Erik hanya mengikuti Ipan yang saat itu melangkah mendekati seorang wanita muda yang sedang bicara sambil berdiri di depan dua orang petugas resepsionis.

Wanita itu bertubuh ramping dengan pinggang dan pinggul yang bagus, mengenakan jas kerja dan rok pendek warna abu-abu, wanita itu pun menoleh ke arah mereka.

“Eeh.. Mas Ipan, lho kok tumben ke sini enggak kasih kabar atau telpon dulu gitu, pasti ada urusan penting ya datangnya dadakan.” Wanita muda itu menyapa ketika Ipan dan Erik telah berada di sampingnya.

“Selamat sore non Oppy, saya hanya mengantar saudara Erik ke sini atas perintah bapak, katanya beberapa komputer di sini ada masalah gangguan, mungkin saudara Erik ini bisa membantu non Oppy.”
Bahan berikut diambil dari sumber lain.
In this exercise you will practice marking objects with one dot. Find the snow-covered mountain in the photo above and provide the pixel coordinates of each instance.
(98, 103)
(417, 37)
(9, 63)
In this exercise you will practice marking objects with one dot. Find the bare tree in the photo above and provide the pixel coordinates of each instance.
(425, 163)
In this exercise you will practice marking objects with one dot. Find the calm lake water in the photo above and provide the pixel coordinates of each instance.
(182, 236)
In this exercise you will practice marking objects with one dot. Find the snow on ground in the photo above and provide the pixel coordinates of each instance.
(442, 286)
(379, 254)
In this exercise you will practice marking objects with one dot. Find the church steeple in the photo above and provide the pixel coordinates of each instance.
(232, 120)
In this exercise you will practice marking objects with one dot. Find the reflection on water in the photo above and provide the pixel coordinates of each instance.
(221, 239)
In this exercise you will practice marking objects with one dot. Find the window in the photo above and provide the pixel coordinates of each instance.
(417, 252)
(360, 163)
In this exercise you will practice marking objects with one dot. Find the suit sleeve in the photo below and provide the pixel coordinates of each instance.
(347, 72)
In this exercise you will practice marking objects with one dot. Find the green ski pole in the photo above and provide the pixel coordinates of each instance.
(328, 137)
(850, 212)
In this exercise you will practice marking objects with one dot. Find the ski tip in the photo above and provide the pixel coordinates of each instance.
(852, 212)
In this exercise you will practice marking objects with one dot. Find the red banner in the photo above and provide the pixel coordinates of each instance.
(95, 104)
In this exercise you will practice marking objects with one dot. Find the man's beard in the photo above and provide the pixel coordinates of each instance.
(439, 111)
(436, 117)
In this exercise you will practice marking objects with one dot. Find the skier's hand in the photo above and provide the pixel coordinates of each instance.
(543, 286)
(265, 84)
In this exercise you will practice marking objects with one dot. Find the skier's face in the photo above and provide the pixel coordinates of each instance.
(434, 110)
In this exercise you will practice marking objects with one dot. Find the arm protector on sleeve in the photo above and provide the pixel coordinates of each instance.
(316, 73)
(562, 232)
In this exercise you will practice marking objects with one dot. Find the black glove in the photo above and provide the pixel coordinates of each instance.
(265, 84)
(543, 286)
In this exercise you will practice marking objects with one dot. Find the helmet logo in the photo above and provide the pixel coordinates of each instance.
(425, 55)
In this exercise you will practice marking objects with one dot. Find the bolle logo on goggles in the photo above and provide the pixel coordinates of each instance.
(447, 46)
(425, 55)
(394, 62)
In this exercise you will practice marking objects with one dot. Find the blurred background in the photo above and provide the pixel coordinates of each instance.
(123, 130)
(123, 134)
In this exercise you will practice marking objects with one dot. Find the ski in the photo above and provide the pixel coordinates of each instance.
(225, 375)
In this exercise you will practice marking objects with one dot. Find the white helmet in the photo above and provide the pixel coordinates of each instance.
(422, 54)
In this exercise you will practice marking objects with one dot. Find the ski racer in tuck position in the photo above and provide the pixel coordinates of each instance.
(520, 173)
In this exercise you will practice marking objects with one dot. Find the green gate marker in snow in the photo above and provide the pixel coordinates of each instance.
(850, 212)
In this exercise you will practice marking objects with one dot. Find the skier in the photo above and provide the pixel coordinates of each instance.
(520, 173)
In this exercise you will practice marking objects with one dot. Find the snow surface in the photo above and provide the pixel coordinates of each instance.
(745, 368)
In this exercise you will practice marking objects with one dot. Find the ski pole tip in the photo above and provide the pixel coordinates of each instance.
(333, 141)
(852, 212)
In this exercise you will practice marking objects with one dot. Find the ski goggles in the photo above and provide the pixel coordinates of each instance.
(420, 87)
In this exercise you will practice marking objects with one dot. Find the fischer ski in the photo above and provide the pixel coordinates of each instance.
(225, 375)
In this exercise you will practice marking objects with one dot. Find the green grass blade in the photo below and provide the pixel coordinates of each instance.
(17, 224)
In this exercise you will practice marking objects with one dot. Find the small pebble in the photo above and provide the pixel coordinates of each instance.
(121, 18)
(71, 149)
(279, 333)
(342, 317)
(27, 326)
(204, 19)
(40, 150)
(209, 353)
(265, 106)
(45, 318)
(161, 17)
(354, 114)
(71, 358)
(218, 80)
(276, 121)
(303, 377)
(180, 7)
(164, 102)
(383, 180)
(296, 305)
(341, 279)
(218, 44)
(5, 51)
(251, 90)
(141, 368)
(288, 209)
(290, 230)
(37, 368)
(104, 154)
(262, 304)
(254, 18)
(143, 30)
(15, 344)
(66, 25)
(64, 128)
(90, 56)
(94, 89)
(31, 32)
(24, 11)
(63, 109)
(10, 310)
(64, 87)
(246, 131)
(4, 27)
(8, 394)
Oppy menatap pada Erik, dilihatnya Erik tersenyum dan menundukkan kepala memberi hormat, senyum Erik manis dari raut wajah yang tampan, tak putih dan tak pula berkulit hitam, rambutnya ikal hitam lebat dengan hidung besar mancung.

Oppy sesaat memperhatikan Erik dari ujung rambut sampai ke kaki, penampilan Erik sederhana walau bukan mengenakan pakaian yang mahal tetapi terlihat bersih dan rapi.

“Ooo,, iya tadi saya menghubungi papa minta teknisi datang ke sini, perkenalkan saya Oppy.” Oppy mengulurkan tangan pada Erik sambil membalas senyum.

“Saya Erik.” Erik merasakan tangan Oppy begitu lembut ketika bersalaman. Dan dia belum pernah merasakan lembutnya jemari wanita cantik. Erik pun cepat-cepat melepaskan genggaman tangan Oppy, ia tak ingin berfikir yang macam-macam, apalagi Oppy adalah putri pak samsul yang sekarang menganggapnya sebagai saudara.

“Kalau begitu sekarang bagaimana enaknya ya, kita minum dulu ? atau langsung saja kedalam memeriksa komputernya ?” Kata Oppy pada Ipan dan Erik.

Ipan mengangkat bahu sambil menoleh ke Erik.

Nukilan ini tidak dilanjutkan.